# Fehler beim Starten des Servers für H2 Database



## Alex_winf01 (10. Dez 2007)

Folgender Code:


```
import java.awt.*;
import javax.swing.*;
import java.sql.*;
import org.h2.tools.Server;
 

/** Die Klasse Login stellt die Verbindung zur Datenbank her.*/
public class Login
{
	// Variablendeklaration für die gesamte Klasse
	public static Connection connection;
  	public static String lese, lese_dokumentation, lese_icd1, lese_icd2, lese_icd3;
  	public static Statement stmt, stmt1, stmt2, stmt3, stmt4;
  	public static ResultSet result, result_dokumentation, result_icd1, result_icd2, result_icd3;
        	
              
   	/******************************************************************

	Anmeldedialog mit Benutzernamen, Passort und DB-Namen

	******************************************************************/
	
	private static void login()
	{
		String[] s_options = {"Anmelden", "Abbrechen"};
		
		JPanel pnl_main = new JPanel();
		pnl_main.setLayout(new GridLayout(3,3,10,10));

                JLabel lbl_username = new JLabel("Benutzername: ", JLabel.RIGHT);
		JTextField txt_username = new JTextField();

		JLabel lbl_password = new JLabel("Passwort: ", JLabel.RIGHT);
		JPasswordField txt_password = new JPasswordField();


		pnl_main.add(lbl_username,0);
		pnl_main.add(txt_username,1);

		pnl_main.add(lbl_password,2);
		pnl_main.add(txt_password,3);

                
		if(JOptionPane.showOptionDialog(null, pnl_main,
				"DB-Anmeldung",
				JOptionPane.OK_CANCEL_OPTION,
				JOptionPane.INFORMATION_MESSAGE,
				null, s_options,
				s_options[0]) != 0)
				{
    				System.exit(0);
				}
	}


	/******************************************************************
	main-Methode

	******************************************************************/
	public static void main(String[] args)
	{
		

        // Aufruf des Dialogs zur Identifikation
            
        login();
        try
        {
        	Server server = Server.createTcpServer(args).start();
        	Class.forName("org.h2.Driver");
    		connection = DriverManager.getConnection("jdbc:h2:tcp:localhost/test", "sa", "");
    		lese = "Select * from p";
			stmt = connection.createStatement();
			result = stmt.executeQuery(lese.toString());
			
			lese_dokumentation = "Select * from d";
			stmt1 = connection.createStatement();
			result_dokumentation = stmt1.executeQuery(lese_dokumentation.toString());
			
			lese_icd1 = "Select * from i";
			stmt2 = connection.createStatement();
			result_icd1 = stmt2.executeQuery(lese_icd1.toString());
			
			}
		}
	    catch(Exception e)
	    {
	    	JOptionPane.showMessageDialog(null, "Es ist folgender Fehler aufgetreten: " + e,
				"DB-Meldung", JOptionPane.ERROR_MESSAGE);
			System.out.println(e);
	    }
        
        StartFrame frm = new StartFrame("BIK-BADO-KJPa");
		frm.setVisible(true);
		frm.setSize(400,400);
		frm.pack();
	}
}
```

Ich bekomme die Fehlermeldung, dass die Tabelle p nicht existiert.
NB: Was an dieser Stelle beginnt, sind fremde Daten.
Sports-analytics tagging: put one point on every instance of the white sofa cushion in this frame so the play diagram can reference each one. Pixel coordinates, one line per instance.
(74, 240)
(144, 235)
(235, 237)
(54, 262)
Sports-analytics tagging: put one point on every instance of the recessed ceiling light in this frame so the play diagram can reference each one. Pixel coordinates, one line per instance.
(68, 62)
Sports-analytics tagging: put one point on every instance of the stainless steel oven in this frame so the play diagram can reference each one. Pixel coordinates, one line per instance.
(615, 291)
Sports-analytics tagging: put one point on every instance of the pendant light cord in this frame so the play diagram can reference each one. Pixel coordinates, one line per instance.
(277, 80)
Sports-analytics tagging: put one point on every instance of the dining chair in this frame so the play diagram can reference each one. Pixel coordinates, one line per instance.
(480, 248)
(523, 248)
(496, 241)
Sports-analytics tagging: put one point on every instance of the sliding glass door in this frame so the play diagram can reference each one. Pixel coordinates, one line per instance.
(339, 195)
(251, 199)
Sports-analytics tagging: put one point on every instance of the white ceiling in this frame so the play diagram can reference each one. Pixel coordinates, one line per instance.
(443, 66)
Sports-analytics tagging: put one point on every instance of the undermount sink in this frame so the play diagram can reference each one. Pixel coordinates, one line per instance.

Gehe ich in die Weboberfläche, dann sehe ich die Tabelle p. Ich vermute mal, ich habe da was falsch gemacht mit dem Starten des Servers. Ich kann nämlich nicht sehen, dass der Server gestartet ist. Wer kann mir helfen?


----------



## Alex_winf01 (11. Dez 2007)

Kann mir keiner helfen?


----------



## The_S (11. Dez 2007)

naja, wenn er sagt, dass er p nicht finden kann, dann sollte er schon mit der DB verbunden sein. Starte doch mal deinen Server manuel und schau, ob er die Tabelle dann findet.

btw: verwende mal ordentliche Namen. "p", "i" und "d" nennt man keine Tabellen.


----------



## Alex_winf01 (11. Dez 2007)

@ Hobbit_Im_Blutrausch

Danke schon mal für Deine Antwort. Natürlich heissen die Tabellen anders und nicht p, i. Das sind nur für das Forum Synonyme. 

Also, wenn ich die Web-Oberfläche starte erscheint rechts in der Menüleiste das Ich mache dabei folgendes:

1. Folgende Zeilen auskommentieren:


```
import org.h2.tools.Server;
```
 und 
	
	
	
	





```
Server server = Server.createTcpServer(args).start();
```

2. Start, Programme, H2 (Console). Die Weboerfläche von H2 startet
3. meine Applikation starten. Tabellen werden gefunden und ich kann DS einfügen, bearbeiten, löschen und mir anzeigen lassen.

Nur sobald ich die Zeilen unter Punkt 1 wieder reinnehme und die Weboberfläche nicht starte, kann er die Tabellen nicht finden. Daher vermute ich, dass entweder der Server nicht startet oder die Verbindung zur DB nicht stimmt.


----------



## The_S (11. Dez 2007)

Naja, die Verbindung zur DB muss stimmen, da du sonst auch bei manuellem Start des Servers keine Daten bekommen solltest.

Zeig uns doch mal die Server.createTcpServer(args).start() Klasse/Methoden.


----------



## Alex_winf01 (11. Dez 2007)

@ Hobbit_Im_Blutrausch

Die Zeile habe ich aus dem Handbuch. Dort steht nur, dass man den Server wie folgt starten kann:


```
Server server = Server.createTcpServer(args).start();
```

Die entsprechende Klasse liegt in der H2.jar (die muss ich über den JCreator eh einbinden wegen dem JDBC-Treiber). An den Code selber von createTCPServer(args) komm ich nicht ran. :roll:

EDIT:

Hier ist der Link dazu (Punkt Using the Server):

www.h2database.com/html/frame.html


----------



## The_S (11. Dez 2007)

Was übergibst du denn für "args"? Und sicher, dass du den Server aus deinem Programm raus starten willst? Normalerweiße läuft ein Server immer und die Anwendungen verbinden sich nur mit ihm.


----------



## Alex_winf01 (11. Dez 2007)

Ich bin mir nicht genau sicher, was ich da übergeben muss. Hab es einfach mal so ausprobiert. In der Api steht:



> static Server createTcpServer(String[] args) throws SQLException
> Create a new TCP server, but does not start it yet. Example:
> 
> Server server = Server.createTcpServer(new String[]{"-tcpAllowOthers", "true"}).start();
> ...


----------



## The_S (11. Dez 2007)

Und eine Exception wird nicht geworfen? Wird der richtige Port verwendet? Und nach wie vor, warum willst du einen Server von deinem Programm aus starten?


----------



## Alex_winf01 (11. Dez 2007)

Es wird die Exception geworfen, dass die Tabellen nicht gefunden werden. URL passt.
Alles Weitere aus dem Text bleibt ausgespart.